No próximo dia 28 de julho, o Tribunal do Júri de Cuiabá julgará os policiais militares Antônio Gomes da Silva, Etevaldo Luiz Caçadini de Vargas e Hedilerson Fialho Martins Barbosa, denunciados pelo assassinato do advogado Roberto Zampieri, morto a tiros em dezembro de 2023. Às vésperas da sessão, a Justiça de Mato Grosso retirou o segredo de Justiça da ação penal e determinou que acusação e defesa analisem um novo acervo documental de aproximadamente 10 mil páginas juntado aos autos.

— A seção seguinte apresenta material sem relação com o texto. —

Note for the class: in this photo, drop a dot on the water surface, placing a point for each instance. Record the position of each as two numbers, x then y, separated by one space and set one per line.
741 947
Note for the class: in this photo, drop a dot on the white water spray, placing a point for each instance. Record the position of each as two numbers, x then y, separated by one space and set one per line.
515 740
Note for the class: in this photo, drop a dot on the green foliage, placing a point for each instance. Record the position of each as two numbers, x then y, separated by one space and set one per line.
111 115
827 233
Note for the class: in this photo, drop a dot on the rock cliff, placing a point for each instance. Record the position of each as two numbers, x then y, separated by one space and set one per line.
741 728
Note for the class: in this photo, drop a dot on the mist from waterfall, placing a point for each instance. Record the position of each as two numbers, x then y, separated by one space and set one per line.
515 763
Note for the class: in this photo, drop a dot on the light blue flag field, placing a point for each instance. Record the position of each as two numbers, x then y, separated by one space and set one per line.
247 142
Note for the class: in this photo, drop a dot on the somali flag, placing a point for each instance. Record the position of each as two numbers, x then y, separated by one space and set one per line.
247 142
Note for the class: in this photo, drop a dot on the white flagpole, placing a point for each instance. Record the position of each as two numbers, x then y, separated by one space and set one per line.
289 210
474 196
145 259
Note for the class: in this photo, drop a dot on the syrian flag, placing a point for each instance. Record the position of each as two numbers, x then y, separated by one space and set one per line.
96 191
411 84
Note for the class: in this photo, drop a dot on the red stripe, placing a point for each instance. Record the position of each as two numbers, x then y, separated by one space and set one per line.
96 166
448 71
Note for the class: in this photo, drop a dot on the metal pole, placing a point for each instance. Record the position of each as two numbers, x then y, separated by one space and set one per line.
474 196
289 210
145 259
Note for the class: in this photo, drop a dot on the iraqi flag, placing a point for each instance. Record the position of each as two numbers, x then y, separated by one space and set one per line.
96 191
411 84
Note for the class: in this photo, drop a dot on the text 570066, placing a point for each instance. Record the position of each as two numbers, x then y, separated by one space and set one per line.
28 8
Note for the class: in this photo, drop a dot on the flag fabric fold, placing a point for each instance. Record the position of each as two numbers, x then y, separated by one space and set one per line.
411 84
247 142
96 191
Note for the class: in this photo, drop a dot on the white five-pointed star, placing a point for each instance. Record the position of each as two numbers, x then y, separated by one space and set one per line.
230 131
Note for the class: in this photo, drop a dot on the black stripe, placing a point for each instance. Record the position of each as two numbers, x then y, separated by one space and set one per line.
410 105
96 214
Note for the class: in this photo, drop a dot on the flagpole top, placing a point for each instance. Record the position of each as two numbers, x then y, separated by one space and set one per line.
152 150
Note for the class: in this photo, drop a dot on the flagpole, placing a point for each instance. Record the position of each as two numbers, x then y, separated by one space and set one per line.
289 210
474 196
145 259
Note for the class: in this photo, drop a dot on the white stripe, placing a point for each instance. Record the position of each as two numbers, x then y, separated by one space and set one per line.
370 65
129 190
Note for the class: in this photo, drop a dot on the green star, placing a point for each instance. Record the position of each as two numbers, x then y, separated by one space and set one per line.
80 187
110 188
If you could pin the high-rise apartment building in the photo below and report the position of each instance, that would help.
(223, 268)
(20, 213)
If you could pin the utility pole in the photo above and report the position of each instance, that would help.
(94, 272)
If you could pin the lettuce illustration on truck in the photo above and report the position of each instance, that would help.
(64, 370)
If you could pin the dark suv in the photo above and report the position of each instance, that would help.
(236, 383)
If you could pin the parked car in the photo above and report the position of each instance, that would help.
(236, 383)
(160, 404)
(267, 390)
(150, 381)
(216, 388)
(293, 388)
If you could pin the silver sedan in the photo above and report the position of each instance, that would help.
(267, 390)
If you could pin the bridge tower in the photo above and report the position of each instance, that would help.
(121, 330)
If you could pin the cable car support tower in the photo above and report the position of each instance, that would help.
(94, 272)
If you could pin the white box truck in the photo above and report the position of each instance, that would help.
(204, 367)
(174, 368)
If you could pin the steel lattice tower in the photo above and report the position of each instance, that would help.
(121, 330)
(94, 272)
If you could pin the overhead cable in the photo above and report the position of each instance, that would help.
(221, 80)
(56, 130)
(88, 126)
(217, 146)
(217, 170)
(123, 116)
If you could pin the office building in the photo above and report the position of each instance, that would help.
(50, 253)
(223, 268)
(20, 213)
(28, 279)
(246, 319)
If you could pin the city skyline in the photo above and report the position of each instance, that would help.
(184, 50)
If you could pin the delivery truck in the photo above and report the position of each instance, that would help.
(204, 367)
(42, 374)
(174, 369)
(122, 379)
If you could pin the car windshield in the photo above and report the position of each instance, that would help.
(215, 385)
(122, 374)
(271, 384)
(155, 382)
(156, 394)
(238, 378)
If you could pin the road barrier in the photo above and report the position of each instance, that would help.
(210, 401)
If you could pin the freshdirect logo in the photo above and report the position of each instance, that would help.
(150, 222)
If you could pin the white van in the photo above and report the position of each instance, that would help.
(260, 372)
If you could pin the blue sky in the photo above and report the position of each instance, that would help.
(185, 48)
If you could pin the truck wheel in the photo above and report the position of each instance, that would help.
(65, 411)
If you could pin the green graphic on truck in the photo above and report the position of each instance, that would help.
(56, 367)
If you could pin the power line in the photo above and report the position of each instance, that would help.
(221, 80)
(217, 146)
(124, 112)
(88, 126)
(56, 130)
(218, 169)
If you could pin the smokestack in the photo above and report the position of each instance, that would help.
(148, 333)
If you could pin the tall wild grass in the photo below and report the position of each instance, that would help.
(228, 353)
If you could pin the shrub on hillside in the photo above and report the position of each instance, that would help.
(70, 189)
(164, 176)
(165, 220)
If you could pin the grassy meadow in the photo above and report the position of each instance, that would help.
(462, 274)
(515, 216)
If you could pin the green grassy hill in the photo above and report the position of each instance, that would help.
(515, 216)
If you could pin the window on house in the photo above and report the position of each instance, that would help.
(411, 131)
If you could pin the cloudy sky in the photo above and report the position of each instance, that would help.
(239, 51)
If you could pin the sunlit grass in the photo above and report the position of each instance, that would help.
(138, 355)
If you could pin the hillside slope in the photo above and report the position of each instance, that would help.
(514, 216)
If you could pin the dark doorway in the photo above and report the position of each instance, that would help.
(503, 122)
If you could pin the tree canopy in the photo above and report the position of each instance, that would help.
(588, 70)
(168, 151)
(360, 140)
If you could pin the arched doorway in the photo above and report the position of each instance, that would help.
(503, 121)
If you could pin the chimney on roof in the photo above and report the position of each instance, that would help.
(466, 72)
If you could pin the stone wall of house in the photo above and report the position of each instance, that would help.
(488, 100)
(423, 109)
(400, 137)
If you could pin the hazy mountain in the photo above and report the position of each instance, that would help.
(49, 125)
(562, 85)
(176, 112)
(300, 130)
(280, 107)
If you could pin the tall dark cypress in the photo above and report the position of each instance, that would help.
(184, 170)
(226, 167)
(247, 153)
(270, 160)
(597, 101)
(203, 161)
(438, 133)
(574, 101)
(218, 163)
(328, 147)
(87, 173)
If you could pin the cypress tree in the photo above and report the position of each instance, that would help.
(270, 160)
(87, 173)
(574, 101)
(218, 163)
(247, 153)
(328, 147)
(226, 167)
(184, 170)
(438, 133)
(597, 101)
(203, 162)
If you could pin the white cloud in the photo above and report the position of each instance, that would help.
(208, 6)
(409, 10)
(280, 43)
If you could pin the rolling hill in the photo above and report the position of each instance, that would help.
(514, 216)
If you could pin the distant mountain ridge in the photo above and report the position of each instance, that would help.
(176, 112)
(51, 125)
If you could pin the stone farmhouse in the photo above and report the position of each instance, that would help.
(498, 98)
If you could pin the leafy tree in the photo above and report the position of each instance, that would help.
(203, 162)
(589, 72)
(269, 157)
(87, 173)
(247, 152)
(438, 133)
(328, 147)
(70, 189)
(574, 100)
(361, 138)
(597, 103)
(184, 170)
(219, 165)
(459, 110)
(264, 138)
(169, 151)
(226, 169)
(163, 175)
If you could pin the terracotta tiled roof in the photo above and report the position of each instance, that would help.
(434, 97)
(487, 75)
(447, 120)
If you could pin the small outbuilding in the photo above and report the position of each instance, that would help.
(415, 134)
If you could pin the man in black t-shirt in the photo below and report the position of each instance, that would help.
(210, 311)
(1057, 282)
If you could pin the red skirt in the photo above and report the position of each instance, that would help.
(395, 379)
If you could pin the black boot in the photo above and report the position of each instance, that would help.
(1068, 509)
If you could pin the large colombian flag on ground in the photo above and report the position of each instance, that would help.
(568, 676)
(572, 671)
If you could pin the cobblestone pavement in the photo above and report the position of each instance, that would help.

A decisão foi assinada pelo juiz José Mauro Nagib Jorge, da 11ª Vara Criminal Especializada da Justiça Militar de Cuiabá. O magistrado entendeu que não há mais motivo para manter o processo sob sigilo, já que os documentos que justificaram a restrição de acesso também integram outra ação penal pública, em tramitação na 12ª Vara Criminal da Capital, que apura os mesmos fatos.
Na decisão, o juiz destaca ainda que a proximidade da sessão do Tribunal do Júri reforça o princípio da publicidade dos atos processuais, uma vez que as provas serão apresentadas em plenário ao Conselho de Sentença.
Além de retirar o sigilo, José Mauro Nagib Jorge determinou que o Ministério Público, a assistente de acusação e as defesas dos réus se manifestem sobre o novo conjunto de documentos anexado ao processo. A medida atende ao artigo 479 do Código de Processo Penal, garantindo o contraditório, a ampla defesa e a paridade de armas antes do julgamento.
O crime
Roberto Zampieri foi assassinado na noite de 5 de dezembro de 2023, no bairro Bosque da Saúde, em Cuiabá, logo após deixar o escritório onde trabalhava. O advogado foi atingido por disparos de arma de fogo e morreu no local.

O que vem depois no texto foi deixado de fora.